Жорж Милославский. Конец эпохи (СИ) - Ра Юрий. Страница 8
А вот и метро. Снаружи и внутри эта станция метро напоминает тот самый общественный туалет, полюбоваться вообще нечем, зато можно уехать навстречу Оле Петровой. Сочетание имени и фамилии почему-то кажется мне смешным, подходящим для рок-н-рольной песенки «Ольга Петрова Ко всему готова! Местами сурова, Зато не как корова!» Не зайдет песня, не поймут и не оценят многие товарищи. А те, которые поймут, и сами умеют тексты угарные писать. Самое смешное, что поклонники русских рокеров, тех, которые мне близки ментально, попав под влияние кумиров, готовы принимать как откровения любую словесную лабуду, накиданную на мелодию в не совсем адекватном состоянии или просто для стеба. Как с Черным квадратом, если это творение гения, значит оно несет глубокий смысл. Помню, один такой зарубежный гениальный художник продавал собственные консервированные фекалии, и ведь покупали! С другой стороны, может я просто не дорос до замысла гениев.
Наизусть схему метро не помню, так что поизучаю в вестибюле. Она сейчас в сравнении с той из следующего века совсем простая. Как схема молекулы поваренной соли в сравнении с молекулой полисахарида. Самая ближайшая к Манежу станция метро — Библиотека имени Ленина! Я не виноват, ленинизм сам отовсюду лезет. Поеду через кольцо с двумя пересадками.
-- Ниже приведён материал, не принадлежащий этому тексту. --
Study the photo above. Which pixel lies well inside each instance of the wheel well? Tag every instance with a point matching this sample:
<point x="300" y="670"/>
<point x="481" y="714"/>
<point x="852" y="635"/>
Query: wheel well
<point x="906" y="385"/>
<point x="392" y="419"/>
Ну что сказать про Олю, нормально выглядит, даже скорее очень хорошо. Но портит её это пальто, берет красный этот, шарфик, сапожки… В купальнике она мне нравилась больше. Я человек простой, так всё это и высказал, когда наобнимались. Обнимались с лёгким визгом и вполне по-школьному, даже с легким подкручиванием против часовой стрелки, хорошо Олькиными ногами никого не задел. Толпа еще не собралась, да и вряд ли будет, чай не у Мавзолея.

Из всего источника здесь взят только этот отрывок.